First of all, let me address this. That statement is a sad reflection on you. Has he done something to you?
No, I just think he has been ridiculously overrated when he hasn't done a damn thing. He couldn't even take his team to the Final Four and he had a bunch of NBA talent playing next to him (take a look at this year's draft, how many were from Kentucky?) when Rose led his team to the national championship game and were a few seconds from winning it barring a total team free throw meltdown. When you got guys saying that he has the potential to be the best PG in the league when he hasn't done anything except horribly underperform in the tournament, then you know something is wrong. He is athletic and can jump high we know that, but there is a lot more to the PG position than that.
Rose and Wall's collegiate situations were completely different, so comparing the the team success of each player is folly. IIRC, that Memphis team made consecutive ELITE EIGHT appearances before Rose had even stepped foot on campus. He was essentially the final piece to what many considered at the time a true National Championship contender. The prodigous freshman joining a talented, veteran laden NCAA powerhouse (at the time.) That's pretty much the ideal mix in contemporary college basketball. Rose played very well during the tournament for sure, but that was a VERY good and experienced college basketball team that he was on.
The year before Wall's arrival in Kentucky, the Wildcats were a NIT team. They didn't even make the big dance. Coach Cal enters the fold, has a tremendous recruiting class, and produced immediate results. That Kentucky team was stocked with NBA caliber talent, but it was also completely inexperienced, and ridiculously young and mistake prone. It's the primary reason that so many experts where hesitant to pick UK to win it all. Talent is an important component of championship teams, but so is veteran leadership, poise and experience.
It's also ridiculous to bash someone for not winning a tournament that consists of nothing but single elimination games. The best teams ROUTINELY lose in that style of tournament. It's part of the reason they call the thing March Madness (it's also why professional leagues generally use the series format to determine their champions; without it you have results like the University of Ohio advancing over Georgetown. Northern Iowa moving on at the expense of Kansas.)
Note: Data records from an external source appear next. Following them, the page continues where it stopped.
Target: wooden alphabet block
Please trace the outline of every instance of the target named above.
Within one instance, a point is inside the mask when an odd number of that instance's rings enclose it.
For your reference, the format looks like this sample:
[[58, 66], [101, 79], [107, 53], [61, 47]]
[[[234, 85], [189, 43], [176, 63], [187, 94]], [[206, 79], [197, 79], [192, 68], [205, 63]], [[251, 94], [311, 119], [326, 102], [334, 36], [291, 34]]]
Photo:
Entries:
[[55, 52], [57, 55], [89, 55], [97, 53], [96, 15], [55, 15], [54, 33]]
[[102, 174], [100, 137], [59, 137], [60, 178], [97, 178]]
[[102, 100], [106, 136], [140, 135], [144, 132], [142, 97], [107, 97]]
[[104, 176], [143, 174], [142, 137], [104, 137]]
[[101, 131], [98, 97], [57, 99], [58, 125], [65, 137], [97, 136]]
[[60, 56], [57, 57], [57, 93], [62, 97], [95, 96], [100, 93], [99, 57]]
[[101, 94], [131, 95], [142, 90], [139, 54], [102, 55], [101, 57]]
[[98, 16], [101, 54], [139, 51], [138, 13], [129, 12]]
If you watched the Kentucky/West Virginia game, the entire first half was an aberration (I'm a Georgetown fan who follows the Big East very carefully.) WV was a team throughout the season that won games through their defensive tenacity and offensive rebounding prowess. They were a very average to below average jump shooting team, and that's not even taking into account their troubles from 3 point range. Bob Huggins made the remark that the reason that they coughed up so many leads in conference play was because they were a lousy shooting team. In that Elite Eight game, their first 9 baskets were 3 pointers. Kentucky did exactly what they wanted to do on both ends of the court in the first 17 minutes of the game (force WV to shoot from range and defensive rebound), and because WV shot the ball better than they had all season by a wide margin, WV was right with the Wildcats. But you know what? That type of **** happens in the tournament. To hold a loss in the Elite Eight against a Freshman pg, on a team replete with other freshman is foolish.